Our store is considering banning your family from ever shopping with us unless your husband stops his antics. Below is a list of offenses over the past few months all verified by our surveillance cameras.

MEMO Re: Mr. Bill Fenton - Complaints - 15 Things Mr. Bill Fenton has done while his spouse/partner is shopping:

1. June 15: Took 24 boxes of condoms and randomly put them in people's carts when they weren't looking.

2. July 2: Set all the alarm clocks in Housewares to go off at 5-minute intervals.

3. July 7: Made a trail of tomato juice on the floor leading to the rest rooms.

4. July 19: Walked up to an employee and told her in an official tone, 'Code 3' in housewares.....and watched what happened.

5. August 4: Went to the Service Desk and asked to put a bag of M&M's on lay away.

6. September 14: Moved a 'CAUTION - WET FLOOR' sign to a carpeted area.

7. September 15: Set up a tent in the camping department and told other shoppers he'd invite them in if they'll bring pillows from the bedding department.

8. September 23: When a clerk asks if they can help him, he begins to cry and asks Why can't you people just leave me alone?'

9. October 4: Looked right into the security camera; used it as a mirror, and picked his nose.

10. November 10: While handling guns in the hunting department, asked the clerk if he knows where the antidepressants are.

11. December 3: Darted around the store suspiciously, loudly humming the "Mission Impossible" theme.

12. December 6: In the auto department, practiced his "Madonna look" using different size funnels.

13. December 18: Hid in a clothing rack and when people browse through, yelled "PICK ME!" "PICK ME!"

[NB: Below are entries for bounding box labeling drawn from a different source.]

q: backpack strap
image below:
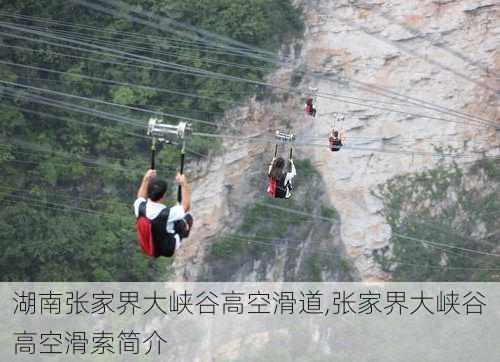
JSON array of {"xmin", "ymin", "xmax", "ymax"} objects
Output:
[{"xmin": 137, "ymin": 201, "xmax": 147, "ymax": 218}]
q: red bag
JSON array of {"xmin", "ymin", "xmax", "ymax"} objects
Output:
[{"xmin": 135, "ymin": 216, "xmax": 155, "ymax": 256}]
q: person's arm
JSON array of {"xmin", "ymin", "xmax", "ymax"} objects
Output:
[
  {"xmin": 137, "ymin": 170, "xmax": 156, "ymax": 199},
  {"xmin": 175, "ymin": 173, "xmax": 191, "ymax": 212}
]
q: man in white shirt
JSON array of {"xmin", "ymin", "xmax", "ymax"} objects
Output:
[{"xmin": 134, "ymin": 170, "xmax": 192, "ymax": 256}]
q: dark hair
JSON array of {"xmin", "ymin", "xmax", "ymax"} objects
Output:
[
  {"xmin": 269, "ymin": 157, "xmax": 285, "ymax": 180},
  {"xmin": 148, "ymin": 177, "xmax": 167, "ymax": 201}
]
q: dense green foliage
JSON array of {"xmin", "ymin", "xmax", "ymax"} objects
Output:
[
  {"xmin": 377, "ymin": 160, "xmax": 500, "ymax": 281},
  {"xmin": 0, "ymin": 0, "xmax": 302, "ymax": 281}
]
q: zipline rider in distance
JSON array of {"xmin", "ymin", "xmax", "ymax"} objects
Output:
[{"xmin": 134, "ymin": 169, "xmax": 193, "ymax": 257}]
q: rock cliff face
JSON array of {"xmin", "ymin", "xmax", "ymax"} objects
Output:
[{"xmin": 174, "ymin": 0, "xmax": 500, "ymax": 280}]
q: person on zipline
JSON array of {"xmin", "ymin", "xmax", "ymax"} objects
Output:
[
  {"xmin": 328, "ymin": 129, "xmax": 345, "ymax": 152},
  {"xmin": 267, "ymin": 157, "xmax": 297, "ymax": 199},
  {"xmin": 304, "ymin": 97, "xmax": 316, "ymax": 117},
  {"xmin": 134, "ymin": 169, "xmax": 193, "ymax": 257}
]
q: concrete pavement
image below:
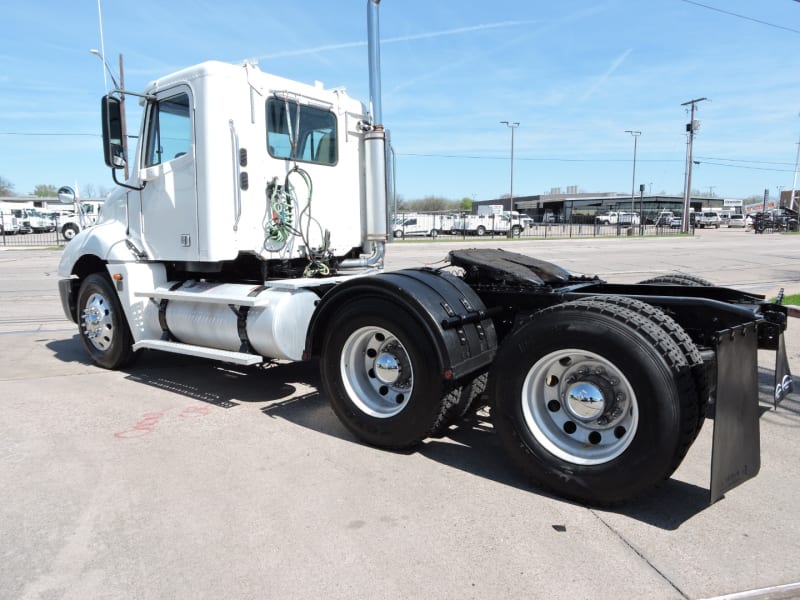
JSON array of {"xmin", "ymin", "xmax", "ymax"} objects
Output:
[{"xmin": 0, "ymin": 229, "xmax": 800, "ymax": 599}]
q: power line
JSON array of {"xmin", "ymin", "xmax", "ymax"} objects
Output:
[
  {"xmin": 0, "ymin": 131, "xmax": 100, "ymax": 137},
  {"xmin": 681, "ymin": 0, "xmax": 800, "ymax": 33}
]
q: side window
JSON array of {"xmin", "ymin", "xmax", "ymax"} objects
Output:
[
  {"xmin": 267, "ymin": 97, "xmax": 338, "ymax": 165},
  {"xmin": 144, "ymin": 94, "xmax": 192, "ymax": 167}
]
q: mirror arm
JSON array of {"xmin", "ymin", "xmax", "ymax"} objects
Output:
[{"xmin": 111, "ymin": 169, "xmax": 147, "ymax": 192}]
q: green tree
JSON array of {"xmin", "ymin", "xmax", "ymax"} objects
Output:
[
  {"xmin": 0, "ymin": 177, "xmax": 14, "ymax": 196},
  {"xmin": 408, "ymin": 196, "xmax": 453, "ymax": 212},
  {"xmin": 33, "ymin": 183, "xmax": 58, "ymax": 198}
]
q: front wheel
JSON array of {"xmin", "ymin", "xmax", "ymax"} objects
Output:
[
  {"xmin": 61, "ymin": 225, "xmax": 80, "ymax": 241},
  {"xmin": 77, "ymin": 273, "xmax": 134, "ymax": 369},
  {"xmin": 320, "ymin": 298, "xmax": 456, "ymax": 449},
  {"xmin": 489, "ymin": 299, "xmax": 696, "ymax": 505}
]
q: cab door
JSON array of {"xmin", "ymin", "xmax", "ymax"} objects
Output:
[{"xmin": 140, "ymin": 87, "xmax": 200, "ymax": 260}]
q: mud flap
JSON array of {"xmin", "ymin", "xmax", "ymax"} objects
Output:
[
  {"xmin": 773, "ymin": 334, "xmax": 794, "ymax": 408},
  {"xmin": 709, "ymin": 324, "xmax": 761, "ymax": 504}
]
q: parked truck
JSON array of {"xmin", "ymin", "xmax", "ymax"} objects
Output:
[
  {"xmin": 59, "ymin": 0, "xmax": 792, "ymax": 505},
  {"xmin": 56, "ymin": 199, "xmax": 103, "ymax": 241}
]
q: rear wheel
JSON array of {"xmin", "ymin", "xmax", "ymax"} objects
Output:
[
  {"xmin": 489, "ymin": 299, "xmax": 696, "ymax": 505},
  {"xmin": 77, "ymin": 273, "xmax": 134, "ymax": 369},
  {"xmin": 320, "ymin": 298, "xmax": 451, "ymax": 449}
]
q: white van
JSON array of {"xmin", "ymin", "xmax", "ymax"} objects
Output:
[{"xmin": 0, "ymin": 208, "xmax": 19, "ymax": 235}]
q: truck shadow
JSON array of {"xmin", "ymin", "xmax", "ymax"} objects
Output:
[{"xmin": 48, "ymin": 336, "xmax": 800, "ymax": 530}]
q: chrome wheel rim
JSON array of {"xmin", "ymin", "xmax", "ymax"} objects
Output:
[
  {"xmin": 340, "ymin": 327, "xmax": 414, "ymax": 419},
  {"xmin": 81, "ymin": 293, "xmax": 114, "ymax": 351},
  {"xmin": 521, "ymin": 349, "xmax": 639, "ymax": 465}
]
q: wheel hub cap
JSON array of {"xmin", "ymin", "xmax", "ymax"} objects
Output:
[
  {"xmin": 567, "ymin": 381, "xmax": 606, "ymax": 421},
  {"xmin": 375, "ymin": 352, "xmax": 400, "ymax": 383}
]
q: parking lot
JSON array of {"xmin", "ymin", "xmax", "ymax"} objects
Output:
[{"xmin": 0, "ymin": 229, "xmax": 800, "ymax": 600}]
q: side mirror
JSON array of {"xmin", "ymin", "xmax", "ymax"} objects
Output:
[
  {"xmin": 58, "ymin": 185, "xmax": 75, "ymax": 204},
  {"xmin": 100, "ymin": 96, "xmax": 125, "ymax": 169}
]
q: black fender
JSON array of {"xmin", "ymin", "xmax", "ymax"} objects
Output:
[{"xmin": 304, "ymin": 269, "xmax": 497, "ymax": 383}]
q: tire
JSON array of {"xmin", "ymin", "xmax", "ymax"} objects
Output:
[
  {"xmin": 580, "ymin": 296, "xmax": 711, "ymax": 441},
  {"xmin": 639, "ymin": 273, "xmax": 714, "ymax": 287},
  {"xmin": 489, "ymin": 298, "xmax": 696, "ymax": 506},
  {"xmin": 77, "ymin": 273, "xmax": 134, "ymax": 369},
  {"xmin": 320, "ymin": 297, "xmax": 452, "ymax": 450},
  {"xmin": 61, "ymin": 225, "xmax": 80, "ymax": 241}
]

14. December 21: When an announcement came over the loud speaker, he assumes the fetal position and screams "NO! NO! It's those voices again!!!!"

(And; last, but not least!)

15. December 23: Went into a fitting room, shut the door and waited a while; then, yelled, very loudly, "There is no toilet paper in here!"

2006-06-20 11:48:50 · 28 answers · asked by Anonymous in Entertainment & Music Jokes & Riddles

if n-e-one wud like n-e-more jokes, feel free to e-mail me and i'll try to send you some that will make you laugh! or at least giggle!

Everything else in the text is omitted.